This vignette demonstrates how to use the
create_keras_functional_spec()
function to build complex,
non-linear Keras models that integrate seamlessly with the
tidymodels
ecosystem.
While create_keras_sequential_spec()
is perfect for
models that are a simple, linear stack of layers, many advanced
architectures are not linear. The Keras Functional API is designed for
these cases. You should use create_keras_functional_spec()
when your model has:
kerasnip
makes it easy to define these architectures by
automatically connecting a graph of layer blocks.
kerasnip
builds the model’s graph by inspecting the
layer_blocks
you provide. The connection logic is simple
but powerful:
layer_blocks
define the names of the nodes in your graph
(e.g., main_input
, dense_path
,
output
).my_block <- function(input_a, input_b, ...)
declares
that it needs input from the nodes named input_a
and
input_b
.There are two special requirements:
"output"
. The tensor returned by this block is used as the
final output of the Keras model.Let’s see this in action.
This model will take two distinct inputs, process them separately, and then concatenate their outputs before a final regression layer. This clearly demonstrates the functional API’s ability to handle multiple inputs, which is not possible with the sequential API.

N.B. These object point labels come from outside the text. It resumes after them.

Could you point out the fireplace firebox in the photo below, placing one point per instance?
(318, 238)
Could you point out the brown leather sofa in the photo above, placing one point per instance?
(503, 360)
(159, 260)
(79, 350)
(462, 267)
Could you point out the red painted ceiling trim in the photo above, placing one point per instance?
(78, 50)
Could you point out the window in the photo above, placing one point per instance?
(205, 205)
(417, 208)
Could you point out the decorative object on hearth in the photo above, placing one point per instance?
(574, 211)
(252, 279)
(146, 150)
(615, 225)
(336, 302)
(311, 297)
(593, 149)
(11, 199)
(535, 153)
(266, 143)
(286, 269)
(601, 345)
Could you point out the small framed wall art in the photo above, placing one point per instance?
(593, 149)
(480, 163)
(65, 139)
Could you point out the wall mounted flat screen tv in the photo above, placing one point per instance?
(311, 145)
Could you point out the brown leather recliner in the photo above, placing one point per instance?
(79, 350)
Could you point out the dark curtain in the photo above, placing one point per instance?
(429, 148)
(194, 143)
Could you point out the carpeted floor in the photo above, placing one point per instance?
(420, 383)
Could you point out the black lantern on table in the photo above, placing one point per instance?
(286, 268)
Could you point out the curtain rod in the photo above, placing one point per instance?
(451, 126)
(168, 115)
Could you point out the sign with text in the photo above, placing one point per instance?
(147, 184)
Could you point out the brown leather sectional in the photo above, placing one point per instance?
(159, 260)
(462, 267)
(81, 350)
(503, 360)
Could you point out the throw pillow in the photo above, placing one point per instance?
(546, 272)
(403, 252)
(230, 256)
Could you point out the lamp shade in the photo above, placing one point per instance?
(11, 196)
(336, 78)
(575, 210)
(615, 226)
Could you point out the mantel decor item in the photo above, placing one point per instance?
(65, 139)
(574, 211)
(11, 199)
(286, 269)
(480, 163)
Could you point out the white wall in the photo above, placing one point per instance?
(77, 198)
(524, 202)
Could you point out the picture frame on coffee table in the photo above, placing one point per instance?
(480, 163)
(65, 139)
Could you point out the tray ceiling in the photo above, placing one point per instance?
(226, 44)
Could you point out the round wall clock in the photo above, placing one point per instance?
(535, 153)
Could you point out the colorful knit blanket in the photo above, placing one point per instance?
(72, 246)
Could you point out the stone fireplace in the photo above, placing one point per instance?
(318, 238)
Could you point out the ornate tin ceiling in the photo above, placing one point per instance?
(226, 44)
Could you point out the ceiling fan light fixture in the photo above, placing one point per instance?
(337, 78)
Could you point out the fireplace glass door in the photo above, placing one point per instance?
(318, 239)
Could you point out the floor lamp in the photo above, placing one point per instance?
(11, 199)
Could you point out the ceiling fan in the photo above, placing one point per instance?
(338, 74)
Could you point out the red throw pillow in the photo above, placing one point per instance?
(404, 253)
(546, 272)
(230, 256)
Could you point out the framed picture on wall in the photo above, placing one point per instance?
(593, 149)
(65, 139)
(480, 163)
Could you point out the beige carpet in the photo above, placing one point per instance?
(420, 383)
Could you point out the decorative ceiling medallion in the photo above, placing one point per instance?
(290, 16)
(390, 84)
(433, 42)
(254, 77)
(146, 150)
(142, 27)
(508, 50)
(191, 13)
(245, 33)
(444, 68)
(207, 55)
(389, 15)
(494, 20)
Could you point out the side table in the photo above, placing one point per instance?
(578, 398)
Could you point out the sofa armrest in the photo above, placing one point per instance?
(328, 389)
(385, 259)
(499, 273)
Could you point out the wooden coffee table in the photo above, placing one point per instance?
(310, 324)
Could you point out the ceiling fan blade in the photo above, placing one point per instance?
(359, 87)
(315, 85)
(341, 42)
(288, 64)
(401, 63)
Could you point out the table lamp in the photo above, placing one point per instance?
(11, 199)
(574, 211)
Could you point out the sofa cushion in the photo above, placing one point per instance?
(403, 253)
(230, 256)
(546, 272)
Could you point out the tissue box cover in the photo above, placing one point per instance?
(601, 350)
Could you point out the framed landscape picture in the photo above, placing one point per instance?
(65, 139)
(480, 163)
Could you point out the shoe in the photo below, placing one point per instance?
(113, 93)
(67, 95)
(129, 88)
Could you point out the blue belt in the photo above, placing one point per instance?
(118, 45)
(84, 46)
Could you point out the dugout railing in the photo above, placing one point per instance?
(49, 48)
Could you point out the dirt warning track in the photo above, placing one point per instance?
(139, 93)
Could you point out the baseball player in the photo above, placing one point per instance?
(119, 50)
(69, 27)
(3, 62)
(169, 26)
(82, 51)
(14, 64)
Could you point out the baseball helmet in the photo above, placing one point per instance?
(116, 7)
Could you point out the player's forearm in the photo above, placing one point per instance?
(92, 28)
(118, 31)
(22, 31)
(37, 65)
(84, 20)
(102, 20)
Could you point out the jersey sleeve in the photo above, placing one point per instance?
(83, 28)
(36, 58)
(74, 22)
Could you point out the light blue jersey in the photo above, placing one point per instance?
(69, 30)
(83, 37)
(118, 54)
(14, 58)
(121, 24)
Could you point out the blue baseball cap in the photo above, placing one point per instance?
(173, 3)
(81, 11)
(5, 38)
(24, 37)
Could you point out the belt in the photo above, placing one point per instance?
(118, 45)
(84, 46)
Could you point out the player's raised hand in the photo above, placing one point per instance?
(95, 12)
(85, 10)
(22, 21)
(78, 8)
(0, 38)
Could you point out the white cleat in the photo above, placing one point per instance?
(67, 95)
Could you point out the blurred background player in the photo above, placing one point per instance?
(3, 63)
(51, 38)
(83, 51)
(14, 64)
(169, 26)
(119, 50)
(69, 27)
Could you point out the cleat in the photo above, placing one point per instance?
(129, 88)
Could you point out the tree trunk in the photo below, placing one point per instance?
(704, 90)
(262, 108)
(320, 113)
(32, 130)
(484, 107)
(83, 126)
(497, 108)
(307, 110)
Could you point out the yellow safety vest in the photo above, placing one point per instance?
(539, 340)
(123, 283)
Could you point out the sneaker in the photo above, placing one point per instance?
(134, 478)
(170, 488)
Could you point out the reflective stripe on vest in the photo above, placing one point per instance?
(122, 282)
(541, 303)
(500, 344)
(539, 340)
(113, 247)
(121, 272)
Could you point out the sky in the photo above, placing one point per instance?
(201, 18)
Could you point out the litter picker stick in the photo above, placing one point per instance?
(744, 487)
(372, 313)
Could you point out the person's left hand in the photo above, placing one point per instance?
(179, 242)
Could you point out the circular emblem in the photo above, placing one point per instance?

First, we load the necessary packages.
library(kerasnip)
library(tidymodels)
#> ── Attaching packages ────────────────────────────────────── tidymodels 1.3.0 ──
#> ✔ broom 1.0.8 ✔ recipes 1.3.0
#> ✔ dials 1.4.0 ✔ rsample 1.3.0
#> ✔ dplyr 1.1.4 ✔ tibble 3.2.1
#> ✔ ggplot2 3.5.2 ✔ tidyr 1.3.1
#> ✔ infer 1.0.8 ✔ tune 1.3.0
#> ✔ modeldata 1.4.0 ✔ workflows 1.2.0
#> ✔ parsnip 1.3.1 ✔ workflowsets 1.1.0
#> ✔ purrr 1.0.4 ✔ yardstick 1.3.2
#> ── Conflicts ───────────────────────────────────────── tidymodels_conflicts() ──
#> ✖ purrr::discard() masks scales::discard()
#> ✖ dplyr::filter() masks stats::filter()
#> ✖ dplyr::lag() masks stats::lag()
#> ✖ recipes::step() masks stats::step()
library(keras3)
#>
#> Attaching package: 'keras3'
#> The following object is masked from 'package:yardstick':
#>
#> get_weights
# Silence the startup messages from remove_keras_spec
options(kerasnip.show_removal_messages = FALSE)
These are the building blocks of our model. Each function represents a node in the graph.
# Input blocks for two distinct inputs
input_block_1 <- function(input_shape) {
layer_input(shape = input_shape, name = "input_1")
}
input_block_2 <- function(input_shape) {
layer_input(shape = input_shape, name = "input_2")
}
# Dense paths for each input
dense_path_1 <- function(tensor, units = 16) {
tensor |> layer_dense(units = units, activation = "relu")
}
dense_path_2 <- function(tensor, units = 16) {
tensor |> layer_dense(units = units, activation = "relu")
}
# A block to join two tensors
concat_block <- function(input_a, input_b) {
layer_concatenate(list(input_a, input_b))
}
# The final output block for regression
output_block_1 <- function(tensor) {
layer_dense(tensor, units = 1, name = "output_1")
}
output_block_2 <- function(tensor) {
layer_dense(tensor, units = 1, name = "output_2")
}
Now we assemble the blocks into a graph. The inp_spec()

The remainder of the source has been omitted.